In the liner notes to Paul Simon's 2011 album So Beautiful Or So What, his good friend and lifelong admirer, Elvis Costello, describes him as "a man in full possession of all his gifts, looking at the comedy and beauty of life with clarity and the tenderness bought by time". They're traits which liberally pepper the elder man's work throughout a professional career stretching back six decades, and that have clearly influenced his younger acolyte's writing.

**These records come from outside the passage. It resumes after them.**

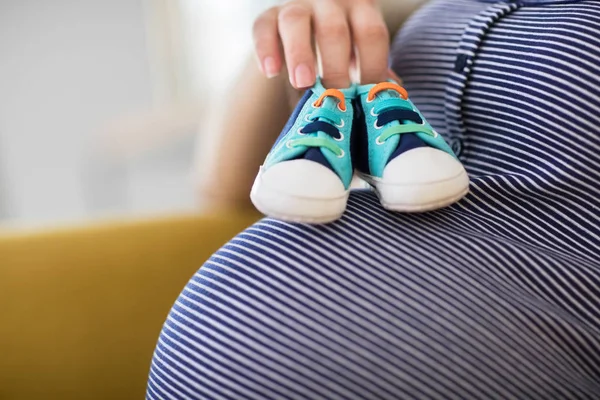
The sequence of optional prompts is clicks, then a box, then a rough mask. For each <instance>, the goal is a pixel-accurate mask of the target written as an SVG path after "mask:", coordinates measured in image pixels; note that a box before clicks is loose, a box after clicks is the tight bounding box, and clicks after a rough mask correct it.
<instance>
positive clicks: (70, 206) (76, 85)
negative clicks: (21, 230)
mask: <svg viewBox="0 0 600 400" xmlns="http://www.w3.org/2000/svg"><path fill="white" fill-rule="evenodd" d="M152 101H153V99H152V82H151V79H150V70H149V65H148V56H147V50H146V43H145V19H144V10H143V6H142V1H141V0H52V1H46V0H38V1H35V0H4V1H0V217H2V216H4V217H9V218H10V219H14V220H20V221H48V220H65V219H77V218H82V217H84V216H86V215H88V214H89V212H90V210H89V205H88V203H87V202H86V197H85V195H84V190H85V187H86V184H87V183H89V182H86V180H87V179H88V178H89V174H88V173H87V172H86V171H88V170H89V168H88V164H89V160H88V157H89V154H90V153H92V152H93V149H92V148H90V146H91V143H93V141H92V138H93V137H94V135H95V134H96V132H97V131H99V130H100V129H101V128H102V126H103V125H104V124H106V123H108V122H109V121H111V120H113V119H116V118H118V117H120V116H122V115H124V114H127V113H129V112H136V111H138V110H143V109H147V108H149V107H151V105H152Z"/></svg>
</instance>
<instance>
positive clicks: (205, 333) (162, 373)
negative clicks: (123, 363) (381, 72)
mask: <svg viewBox="0 0 600 400" xmlns="http://www.w3.org/2000/svg"><path fill="white" fill-rule="evenodd" d="M468 213H469V210H468V208H465V207H463V206H461V205H457V206H455V207H453V208H450V209H446V210H444V211H441V212H436V213H430V214H427V215H398V214H390V213H386V212H384V211H382V210H381V209H380V208H379V206H378V204H377V200H376V198H375V197H374V195H372V194H370V193H366V192H365V193H355V194H353V195H352V196H351V199H350V203H349V206H348V212H347V214H346V215H345V216H344V218H342V220H340V221H339V222H337V223H334V224H330V225H326V226H318V227H316V226H305V225H291V224H286V223H282V222H277V221H273V220H263V221H261V222H259V223H257V224H256V225H254V226H252V227H250V228H249V229H247V230H246V231H244V232H243V233H241V234H240V235H238V236H237V237H236V238H234V239H233V240H232V241H231V242H229V243H228V244H227V245H225V246H224V247H223V248H222V249H221V250H219V251H218V252H217V253H216V254H215V255H214V256H213V257H212V258H211V259H210V260H209V261H208V262H207V263H206V264H205V265H204V266H203V267H202V268H201V269H200V271H199V272H198V273H197V274H196V275H195V276H194V277H193V278H192V280H191V281H190V282H189V284H188V285H187V286H186V288H185V289H184V291H183V292H182V294H181V295H180V297H179V299H178V300H177V302H176V304H175V305H174V307H173V309H172V311H171V313H170V315H169V317H168V320H167V322H166V323H165V325H164V329H163V331H162V333H161V335H160V338H159V342H158V345H157V348H156V352H155V356H154V360H153V363H152V369H151V373H150V379H149V384H148V392H147V393H148V397H149V398H156V399H158V398H161V399H162V398H169V399H171V398H201V399H244V398H247V399H271V398H273V399H275V398H286V399H287V398H291V399H321V398H324V399H325V398H326V399H402V398H427V399H432V398H456V397H461V398H524V397H527V398H545V399H547V398H593V393H596V394H597V393H599V392H600V367H599V366H600V362H599V361H600V356H599V355H600V345H599V335H598V333H599V330H598V325H597V324H594V321H595V322H597V320H594V319H593V318H590V315H589V314H588V313H586V309H585V304H583V303H581V304H573V303H570V302H567V300H569V299H570V301H571V300H572V298H570V297H569V296H566V295H565V293H563V292H564V291H565V290H567V289H570V288H571V284H575V285H577V284H580V282H578V281H575V282H573V281H571V282H570V284H569V285H567V284H566V283H561V279H563V277H562V276H560V275H561V274H563V275H564V276H569V279H573V276H574V275H573V269H574V268H585V270H586V271H591V272H590V274H589V276H587V277H586V279H595V280H596V282H598V279H599V278H600V276H599V275H600V274H599V273H598V269H597V265H592V264H591V263H589V262H585V261H582V262H581V263H579V264H578V263H575V264H574V263H573V260H571V259H568V258H563V257H559V256H556V257H554V256H552V255H551V254H545V253H543V252H540V251H539V250H538V249H537V248H535V247H534V246H532V247H528V246H526V245H524V244H520V243H515V242H513V241H511V240H508V239H506V238H503V237H502V236H501V235H491V234H486V233H485V232H486V231H487V230H486V229H482V228H481V225H480V221H479V222H478V220H477V219H474V217H473V216H469V215H468ZM540 265H541V266H542V267H540ZM593 268H596V269H595V270H594V269H593ZM550 271H551V272H552V273H551V274H550V273H549V272H550ZM594 271H595V272H594ZM577 279H579V278H577V277H576V278H575V280H577ZM581 279H582V280H583V277H582V278H581ZM577 301H578V300H577V299H575V302H576V303H577ZM596 305H597V304H596ZM587 311H588V312H589V309H588V310H587Z"/></svg>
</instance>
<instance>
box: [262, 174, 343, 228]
mask: <svg viewBox="0 0 600 400" xmlns="http://www.w3.org/2000/svg"><path fill="white" fill-rule="evenodd" d="M262 173H263V169H262V167H261V169H260V171H259V173H258V175H257V176H256V179H255V180H254V184H253V185H252V191H251V192H250V199H251V200H252V203H253V204H254V206H255V207H256V208H257V209H258V211H260V212H261V213H263V214H265V215H266V216H268V217H272V218H276V219H280V220H283V221H289V222H297V223H305V224H326V223H329V222H333V221H335V220H337V219H339V218H340V217H341V216H342V214H344V211H346V204H347V202H348V196H349V194H350V192H349V191H346V192H345V193H344V195H343V196H340V197H334V198H312V197H304V196H297V195H290V194H288V193H283V192H281V191H278V190H276V189H275V188H273V187H269V186H267V185H265V184H264V182H263V180H262Z"/></svg>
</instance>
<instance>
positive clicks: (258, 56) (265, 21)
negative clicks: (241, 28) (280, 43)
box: [252, 7, 283, 78]
mask: <svg viewBox="0 0 600 400" xmlns="http://www.w3.org/2000/svg"><path fill="white" fill-rule="evenodd" d="M278 11H279V10H278V9H277V8H276V7H273V8H271V9H269V10H267V11H265V12H264V13H262V14H261V15H260V16H259V17H258V18H257V19H256V21H254V26H253V28H252V33H253V36H254V48H255V52H256V56H257V58H258V62H259V65H260V69H261V71H262V72H263V74H265V75H266V76H267V78H272V77H274V76H277V75H278V74H279V72H280V71H281V66H282V64H283V62H282V61H283V60H282V55H281V50H280V43H279V33H278V32H277V15H278Z"/></svg>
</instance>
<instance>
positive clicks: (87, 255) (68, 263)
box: [0, 214, 256, 400]
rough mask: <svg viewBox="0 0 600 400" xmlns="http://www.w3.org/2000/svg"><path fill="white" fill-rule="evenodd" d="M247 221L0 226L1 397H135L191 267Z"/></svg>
mask: <svg viewBox="0 0 600 400" xmlns="http://www.w3.org/2000/svg"><path fill="white" fill-rule="evenodd" d="M254 220H256V216H255V215H250V214H249V215H244V216H229V217H216V216H213V217H208V216H207V217H202V216H181V217H175V218H164V219H160V220H152V221H132V222H126V223H115V224H110V223H107V224H100V225H98V224H96V225H94V226H87V227H79V228H70V229H62V230H57V231H52V232H33V233H31V232H29V233H27V232H14V231H2V230H1V229H0V399H1V400H17V399H18V400H20V399H77V400H84V399H103V400H109V399H110V400H113V399H142V398H143V397H144V393H145V385H146V377H147V374H148V370H149V365H150V360H151V357H152V352H153V349H154V345H155V343H156V339H157V337H158V334H159V332H160V329H161V326H162V323H163V322H164V320H165V317H166V315H167V313H168V311H169V309H170V307H171V305H172V304H173V302H174V301H175V299H176V297H177V295H178V294H179V292H180V291H181V289H182V288H183V286H184V285H185V283H186V282H187V280H188V279H189V278H190V277H191V276H192V275H193V274H194V273H195V271H196V270H197V269H198V267H199V266H200V265H201V264H202V263H203V261H204V260H206V259H207V258H208V257H209V256H210V255H211V254H212V253H213V252H214V251H215V250H217V249H218V248H219V247H220V246H221V245H222V244H223V243H225V242H226V241H227V240H228V239H230V238H231V237H233V236H234V235H235V234H236V233H237V232H239V231H240V230H242V229H243V228H244V227H246V226H248V225H249V224H251V223H252V222H253V221H254Z"/></svg>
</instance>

Arguably, the first illustration of Simon's fingerprints on the Costello songbook can be detected listening to prefame acoustic demos aired on Radio London in 1976, and more pointedly on the following year's single, the nakedly emotional Alison. They crop up time and again in the more confessional corners of the Costello catalogue (Simon's pensive, nostalgia-tinged state-of-the-nation paean American Tune from '73 is arguably the touchstone for Costello's Peace In Our Time a decade later); eloquent parallels that make their kindred spirit connection no surprise.
Although they've known each other on a personal level for more than 30 years, their shared professional ground is comparatively sparse. Elvis has thrice covered Paul's songs (see panel), but the only musician they have in common is the late Larry Knechtel, a regular presence on Simon & Garfunkel records, perhaps most notable for his Grammy-winning piano arrangement of Bridge Over Troubled Water, and who was part of Costello's touring band The Rude 5 between 1989 and '91.
A year after the release of So Beautiful Or So What, both men were on the voting jury for the inaugural PEN New England Song Lyrics of Literary Excellence award (the offshoot of a longer-established award for novelists and poets). Famously, jury chairman Simon chose not to use his casting vote to split a tie, resulting in the gong being shared between Chuck Berry and Leonard Cohen.